Trauma freut sich, die Einzelausstellung ›Milky Way‹des dänischen Künstlers Esben Weile Kjær anzukündigen. In seiner genreübergreifenden Praxis, die Skulptur und Performance umfasst, lässt Kjær das visuelle Vokabular von Entertainment, Mode und zeitgenössischer Kunst aufeinanderprallen. Dabei setzt er sich kritisch mit vergangenen und gegenwärtigen jugendkulturellen Ritualen auseinander.
Im zentralen Theaterraum von Trauma hat Kjær eine große, begehbare Betoninstallation errichtet. Diese erinnert an zwei ebenso ikonische wie melancholische Architekturtypologien der jüngeren Vergangenheit: sowjetische Spielplätze und die charakterisitschen Bunkeranlagen des Zweiten Weltkriegs entlang der westeuropäischen Küste, bekannt als Atlantikwall. Indem das Publikum dazu eingeladen wird, das Bauwerk über die Treppen zu erklimmen und die eingebaute Rutsche auszuprobieren, wird das strenge, brutalistische Design der Installation durch eine kindliche Verspieltheit kontrastiert. Die Außenwand des Bunkers ist mit Neonarbeiten und Glasfenstern geschmückt. Während die Neonarbeiten fluoreszierende Pflanzen mit diamantbesetzten Blüten darstellen, die sich an der Außenseite des Gebäudes emporranken, sind die beleuchteten Fenstermotive von NASA-Aufnahmen inspiriert, die die Entstehung neuer Galaxien in der Milchstraße zeigen. Indem Kjær räumliche und visuelle Ikonographien aufeinanderprallen lässt, setzt er sich mit dem Status vergangener utopischer Visionen im Zeichen des ewig Neuen asueinander: wie Träume als Ästhetik vergegenständlicht werden, wie sie unweigerlich verblassen und wie sie wieder erwachen und uns erneut (an etwas) erinnern können.

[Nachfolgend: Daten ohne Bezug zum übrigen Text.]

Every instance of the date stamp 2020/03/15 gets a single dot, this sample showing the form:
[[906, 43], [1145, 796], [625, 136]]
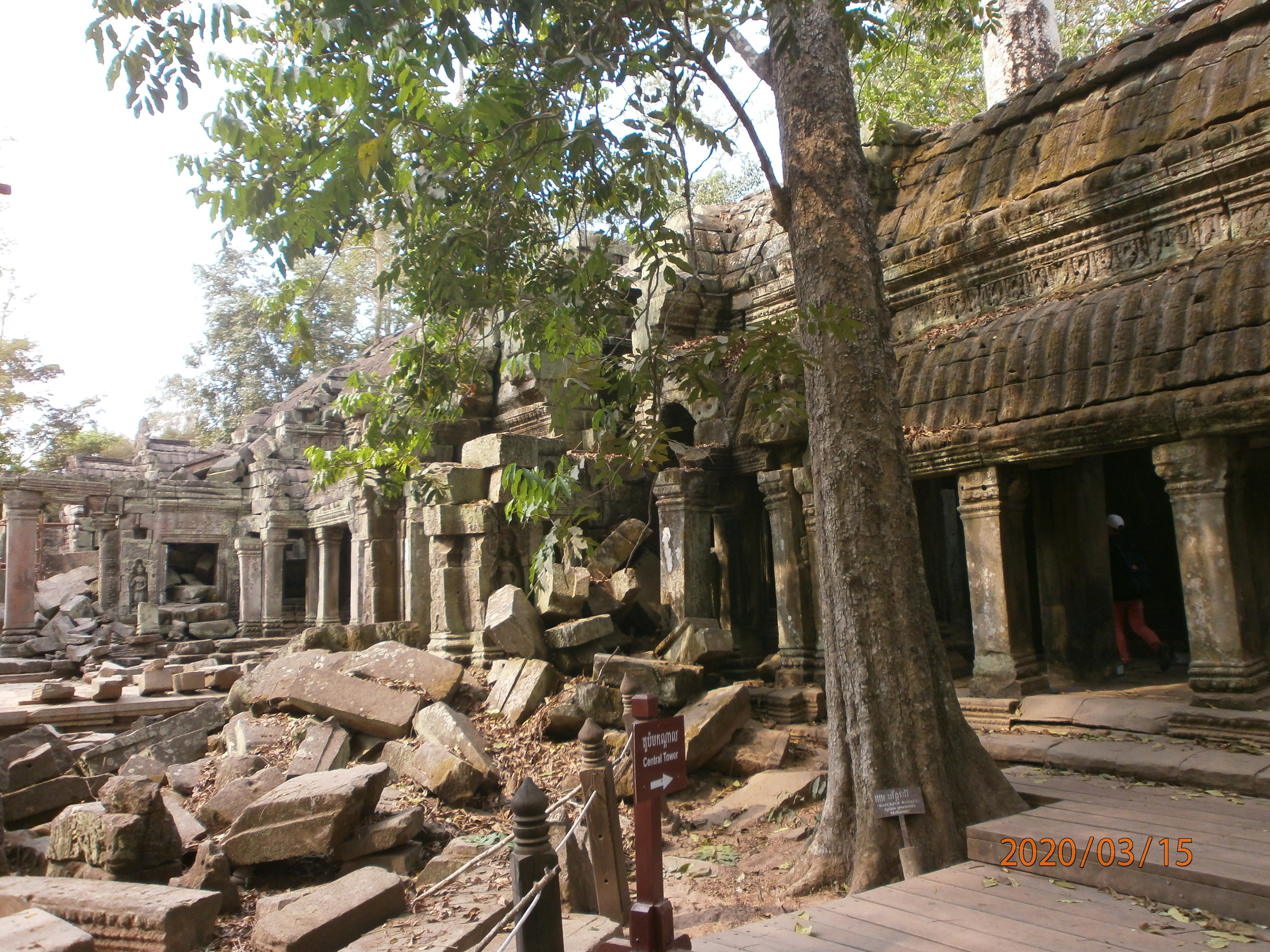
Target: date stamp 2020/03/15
[[1105, 852]]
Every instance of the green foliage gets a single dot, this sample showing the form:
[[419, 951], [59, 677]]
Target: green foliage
[[248, 357]]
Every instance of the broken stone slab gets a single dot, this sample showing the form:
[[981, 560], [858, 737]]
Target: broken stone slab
[[308, 815], [406, 860], [309, 682], [45, 762], [698, 641], [752, 750], [616, 550], [334, 914], [326, 747], [37, 931], [563, 592], [384, 834], [50, 797], [230, 801], [711, 721], [190, 829], [675, 685], [474, 916], [578, 633], [515, 624], [245, 735], [392, 661], [124, 917], [520, 688], [185, 777], [768, 791], [447, 777], [211, 871], [441, 725]]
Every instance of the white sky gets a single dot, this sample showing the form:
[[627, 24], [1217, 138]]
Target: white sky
[[103, 228]]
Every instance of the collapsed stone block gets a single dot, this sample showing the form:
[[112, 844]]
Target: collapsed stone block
[[711, 721], [308, 815], [564, 592], [578, 633], [384, 834], [436, 677], [520, 688], [698, 641], [752, 750], [614, 553], [332, 916], [42, 763], [37, 931], [444, 775], [124, 917], [129, 836], [675, 685], [230, 801], [444, 726], [326, 747], [514, 623]]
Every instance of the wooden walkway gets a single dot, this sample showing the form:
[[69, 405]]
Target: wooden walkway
[[978, 907]]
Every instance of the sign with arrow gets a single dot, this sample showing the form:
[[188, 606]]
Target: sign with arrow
[[661, 762]]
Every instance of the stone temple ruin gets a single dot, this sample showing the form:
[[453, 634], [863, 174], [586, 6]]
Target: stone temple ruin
[[1082, 327]]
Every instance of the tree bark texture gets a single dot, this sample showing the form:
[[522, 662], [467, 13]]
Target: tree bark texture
[[895, 718]]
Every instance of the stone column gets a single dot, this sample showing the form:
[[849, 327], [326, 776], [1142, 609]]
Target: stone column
[[251, 575], [811, 567], [996, 554], [329, 540], [313, 583], [275, 539], [1224, 643], [795, 633], [22, 544], [685, 503], [1024, 50], [1073, 570], [110, 568]]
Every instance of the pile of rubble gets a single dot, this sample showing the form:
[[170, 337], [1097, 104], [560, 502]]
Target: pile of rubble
[[351, 768]]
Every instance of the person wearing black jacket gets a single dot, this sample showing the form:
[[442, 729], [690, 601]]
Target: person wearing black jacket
[[1129, 583]]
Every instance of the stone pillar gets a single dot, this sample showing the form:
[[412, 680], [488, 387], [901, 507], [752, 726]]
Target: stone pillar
[[1024, 50], [992, 504], [797, 636], [1224, 644], [22, 544], [1073, 570], [329, 539], [275, 539], [251, 551], [685, 503], [313, 582], [110, 567], [812, 565]]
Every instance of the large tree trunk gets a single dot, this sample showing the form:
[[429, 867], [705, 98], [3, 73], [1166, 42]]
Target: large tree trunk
[[893, 713]]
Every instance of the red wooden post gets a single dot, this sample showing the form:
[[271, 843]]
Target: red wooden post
[[652, 919]]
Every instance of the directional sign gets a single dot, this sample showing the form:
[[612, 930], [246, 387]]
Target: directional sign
[[898, 801], [661, 763]]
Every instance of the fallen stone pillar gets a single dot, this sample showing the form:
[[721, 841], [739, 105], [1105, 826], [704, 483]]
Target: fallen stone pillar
[[1220, 617], [992, 503]]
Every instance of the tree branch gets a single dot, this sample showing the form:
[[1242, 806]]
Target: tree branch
[[755, 60]]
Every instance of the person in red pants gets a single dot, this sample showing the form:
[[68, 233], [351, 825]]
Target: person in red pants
[[1129, 583]]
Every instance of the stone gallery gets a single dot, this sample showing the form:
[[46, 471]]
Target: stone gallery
[[1079, 278]]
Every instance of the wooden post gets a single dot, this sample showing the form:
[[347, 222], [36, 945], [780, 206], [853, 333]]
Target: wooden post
[[604, 831], [531, 857]]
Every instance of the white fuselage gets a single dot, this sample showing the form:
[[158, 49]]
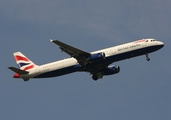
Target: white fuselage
[[112, 54]]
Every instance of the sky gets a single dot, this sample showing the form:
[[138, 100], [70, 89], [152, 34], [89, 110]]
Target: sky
[[142, 90]]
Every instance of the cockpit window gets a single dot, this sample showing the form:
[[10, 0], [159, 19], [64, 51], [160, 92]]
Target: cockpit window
[[153, 40]]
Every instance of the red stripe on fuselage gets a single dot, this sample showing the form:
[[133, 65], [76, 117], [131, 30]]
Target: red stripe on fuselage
[[21, 58], [140, 41], [29, 67]]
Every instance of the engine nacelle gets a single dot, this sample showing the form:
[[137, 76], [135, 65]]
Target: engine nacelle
[[97, 57], [112, 70]]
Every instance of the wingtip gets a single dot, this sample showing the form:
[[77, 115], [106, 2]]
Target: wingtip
[[51, 40]]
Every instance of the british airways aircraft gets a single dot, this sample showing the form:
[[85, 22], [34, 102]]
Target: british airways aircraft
[[96, 63]]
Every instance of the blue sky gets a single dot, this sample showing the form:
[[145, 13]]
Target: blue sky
[[140, 91]]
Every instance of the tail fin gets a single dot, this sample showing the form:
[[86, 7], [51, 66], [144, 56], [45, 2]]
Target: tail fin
[[23, 62]]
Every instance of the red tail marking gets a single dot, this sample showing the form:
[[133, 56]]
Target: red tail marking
[[29, 67], [16, 75], [21, 58]]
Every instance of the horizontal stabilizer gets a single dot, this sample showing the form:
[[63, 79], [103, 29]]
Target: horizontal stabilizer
[[19, 71]]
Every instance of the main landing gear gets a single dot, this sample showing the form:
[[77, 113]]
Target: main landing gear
[[147, 58]]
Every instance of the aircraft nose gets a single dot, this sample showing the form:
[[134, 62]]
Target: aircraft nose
[[161, 44]]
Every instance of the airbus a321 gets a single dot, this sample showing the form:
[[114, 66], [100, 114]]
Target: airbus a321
[[97, 63]]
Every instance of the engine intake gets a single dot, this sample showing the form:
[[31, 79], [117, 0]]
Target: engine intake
[[97, 57], [112, 70]]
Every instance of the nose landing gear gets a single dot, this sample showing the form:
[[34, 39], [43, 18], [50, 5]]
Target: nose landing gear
[[147, 58]]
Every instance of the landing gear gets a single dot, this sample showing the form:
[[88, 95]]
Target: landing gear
[[147, 58]]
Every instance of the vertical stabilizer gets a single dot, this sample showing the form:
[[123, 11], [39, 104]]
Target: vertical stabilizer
[[23, 62]]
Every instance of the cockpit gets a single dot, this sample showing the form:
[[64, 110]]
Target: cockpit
[[153, 40]]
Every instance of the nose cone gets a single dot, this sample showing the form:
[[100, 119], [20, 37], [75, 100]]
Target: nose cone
[[16, 75], [161, 44]]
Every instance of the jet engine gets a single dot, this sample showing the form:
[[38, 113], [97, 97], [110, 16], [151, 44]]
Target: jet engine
[[97, 57], [112, 70]]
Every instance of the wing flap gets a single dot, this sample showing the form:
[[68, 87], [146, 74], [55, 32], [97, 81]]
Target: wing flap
[[19, 71], [80, 55]]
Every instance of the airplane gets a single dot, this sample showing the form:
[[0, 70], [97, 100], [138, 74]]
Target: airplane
[[97, 63]]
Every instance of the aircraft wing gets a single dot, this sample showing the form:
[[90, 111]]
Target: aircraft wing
[[80, 55]]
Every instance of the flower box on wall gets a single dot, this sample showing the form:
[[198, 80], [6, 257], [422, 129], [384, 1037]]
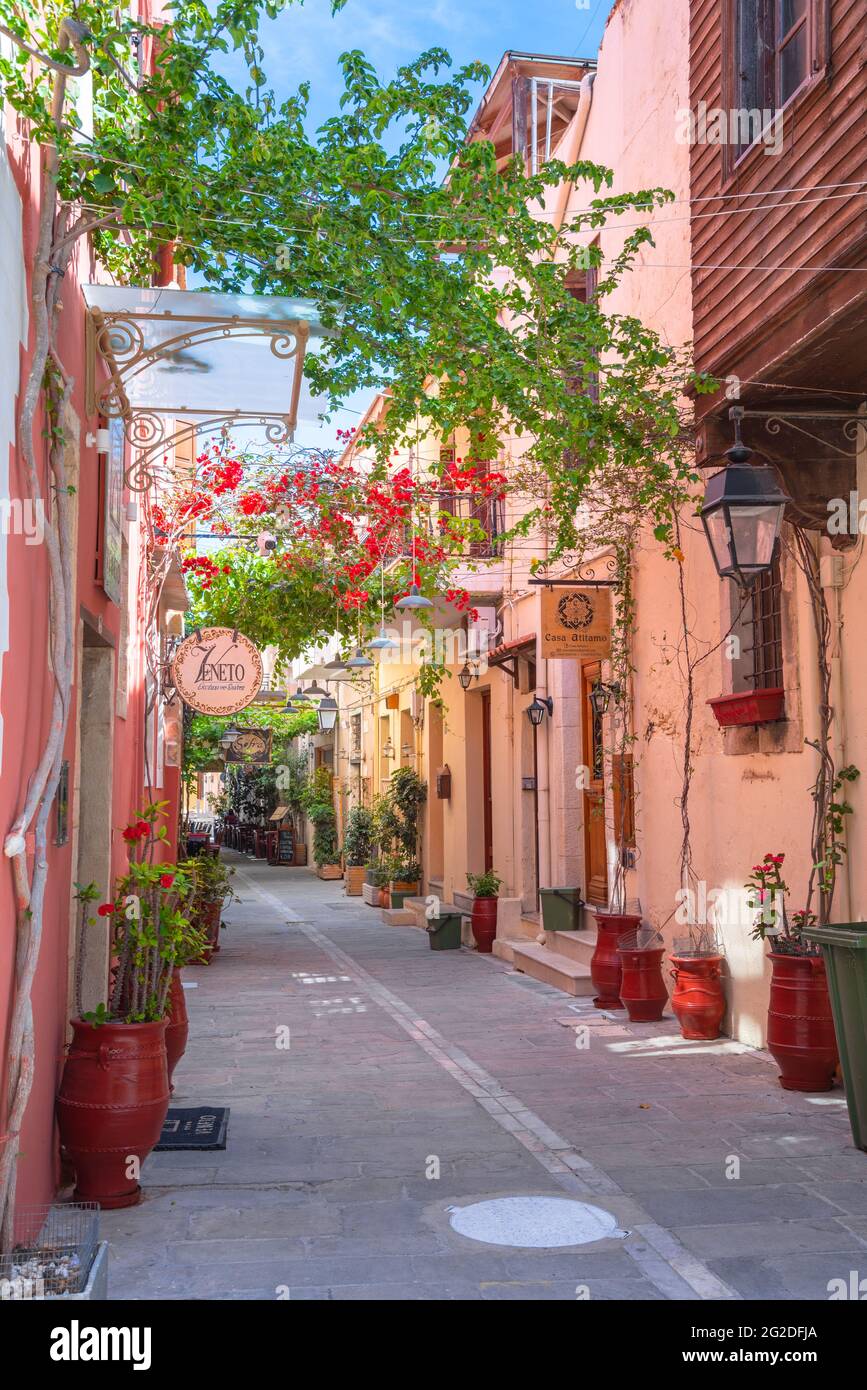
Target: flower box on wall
[[748, 708]]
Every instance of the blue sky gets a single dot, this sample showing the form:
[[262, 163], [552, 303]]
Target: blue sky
[[304, 42]]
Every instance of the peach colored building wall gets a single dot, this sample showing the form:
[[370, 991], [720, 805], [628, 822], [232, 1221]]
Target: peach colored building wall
[[749, 788]]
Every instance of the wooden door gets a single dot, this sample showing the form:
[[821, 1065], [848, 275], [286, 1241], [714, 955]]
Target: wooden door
[[595, 848], [486, 791]]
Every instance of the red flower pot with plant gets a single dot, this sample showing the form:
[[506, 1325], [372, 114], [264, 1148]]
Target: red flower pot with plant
[[114, 1089], [642, 988], [698, 1000], [484, 888], [801, 1025], [606, 968]]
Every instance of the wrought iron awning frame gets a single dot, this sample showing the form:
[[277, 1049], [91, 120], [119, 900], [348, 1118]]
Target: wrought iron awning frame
[[116, 339], [774, 420], [606, 562]]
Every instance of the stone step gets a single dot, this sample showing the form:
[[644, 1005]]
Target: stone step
[[552, 968], [577, 945], [398, 918]]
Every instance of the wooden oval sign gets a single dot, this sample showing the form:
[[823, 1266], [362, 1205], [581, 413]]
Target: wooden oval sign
[[217, 670]]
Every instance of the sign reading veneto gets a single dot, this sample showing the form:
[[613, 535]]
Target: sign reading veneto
[[575, 623], [217, 670]]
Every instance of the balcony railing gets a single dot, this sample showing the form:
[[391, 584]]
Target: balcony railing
[[489, 514]]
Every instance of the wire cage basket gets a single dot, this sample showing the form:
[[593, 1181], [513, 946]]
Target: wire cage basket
[[53, 1253], [642, 938], [702, 941]]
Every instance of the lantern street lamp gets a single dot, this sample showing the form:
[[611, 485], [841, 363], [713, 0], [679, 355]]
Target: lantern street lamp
[[541, 705], [359, 662], [467, 673], [742, 513], [382, 642], [602, 695], [327, 713], [228, 738]]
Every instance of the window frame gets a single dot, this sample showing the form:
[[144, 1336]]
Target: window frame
[[817, 21]]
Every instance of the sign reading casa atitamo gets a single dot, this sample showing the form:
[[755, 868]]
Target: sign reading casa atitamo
[[217, 672], [575, 623]]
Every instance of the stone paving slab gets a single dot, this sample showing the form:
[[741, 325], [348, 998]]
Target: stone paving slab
[[405, 1064]]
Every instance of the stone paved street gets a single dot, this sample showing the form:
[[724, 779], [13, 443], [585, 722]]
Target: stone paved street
[[402, 1057]]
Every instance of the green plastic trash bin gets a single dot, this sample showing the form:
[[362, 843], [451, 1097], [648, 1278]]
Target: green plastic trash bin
[[845, 952], [562, 909], [443, 933]]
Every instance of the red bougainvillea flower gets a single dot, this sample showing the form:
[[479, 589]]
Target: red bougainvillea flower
[[136, 831]]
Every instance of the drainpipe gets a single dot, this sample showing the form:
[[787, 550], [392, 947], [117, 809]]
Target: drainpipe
[[567, 152]]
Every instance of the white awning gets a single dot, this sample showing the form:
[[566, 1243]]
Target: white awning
[[184, 352]]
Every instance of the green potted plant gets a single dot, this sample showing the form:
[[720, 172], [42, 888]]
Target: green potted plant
[[381, 884], [325, 848], [405, 879], [114, 1089], [211, 880], [484, 888], [801, 1025], [357, 844], [396, 824]]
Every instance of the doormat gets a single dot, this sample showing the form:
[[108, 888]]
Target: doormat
[[200, 1126]]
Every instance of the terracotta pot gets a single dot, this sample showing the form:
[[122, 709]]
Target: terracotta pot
[[642, 988], [698, 1000], [606, 970], [749, 708], [801, 1025], [354, 880], [111, 1105], [484, 923], [177, 1026]]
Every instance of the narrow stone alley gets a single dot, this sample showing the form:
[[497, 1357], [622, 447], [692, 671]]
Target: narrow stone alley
[[375, 1086]]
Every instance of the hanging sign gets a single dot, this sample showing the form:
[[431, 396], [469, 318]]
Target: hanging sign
[[217, 672], [252, 745], [575, 623]]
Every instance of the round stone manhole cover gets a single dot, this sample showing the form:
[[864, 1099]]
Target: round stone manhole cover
[[534, 1222]]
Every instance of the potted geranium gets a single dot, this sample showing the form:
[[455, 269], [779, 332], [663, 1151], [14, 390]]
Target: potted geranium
[[211, 890], [357, 845], [801, 1025], [484, 888], [114, 1090]]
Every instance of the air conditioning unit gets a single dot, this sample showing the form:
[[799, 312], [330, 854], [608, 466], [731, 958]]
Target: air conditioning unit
[[482, 635]]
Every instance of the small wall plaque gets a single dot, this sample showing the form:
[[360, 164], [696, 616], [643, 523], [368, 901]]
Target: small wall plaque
[[443, 783]]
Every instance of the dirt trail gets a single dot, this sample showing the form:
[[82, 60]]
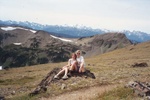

Kann das Spiel eine Mnemotechnik sein, ein Instrument der Erinnerung? Kjærs Werk wirft die schwierige Frage auf, wie gesellschaftliche Rituale historisiert, vergessen oder auf ein bloßes Bild reduziert werden. Sein scheinbar unbekümmerter Umgang mit kulturellen Typologien wird letztlich von der Geschichte eingeholt: Der Atlantikwall wurde in den 1940er Jahren von Deutschland entlang der besetzten westdänischen Küste errichtet, in Erwartung einer epischen Schlacht, die schließlich anderswo stattfand. Doch Kjær besteht darauf, dass diese Kriegsrelikte, die fest in die natürliche Landschaft eingebettet sind, auf ganz natürliche Weise für eine radikale praktische und ideologische Neuinterpretation verfügbar geworden sind. Als Kind erlebte der Künstler diese Bunker als dekontextualisierte und höchst geheimnisvolle Strukturen, die zum Erforschen und Spielen einluden und als Kulisse für unzählige jugendliche Abenteuer dienten. Diese symbolische Umkodierung architektonischer und natürlicher Umgebungen ist natürlich nicht ungewöhnlich: Berlins eigene Geschichte der Umwandlung verlassener Strukturen in Gemeinschaftszentren (Parks, Squads, Clubs) zeugt von der radikalen Neudefinition physischer Räume und ihrer soziopolitischen Bedeutung. In Nachtclubs – ein langjähriges Forschungsobjekt des Künstlers – lädt die Umnutzung von Räumen zum direkten Experimentieren mit sozialen Normen ein und imaginiert die Definition des öffentlichen Raums neu. Kjærs Werk jedoch impliziert, dass Geschichte in diesen Materialien immer mitschwingt – es sind geisterhafte Relikte, die zwischen verschiedenen Zeiten und Zwecken schweben.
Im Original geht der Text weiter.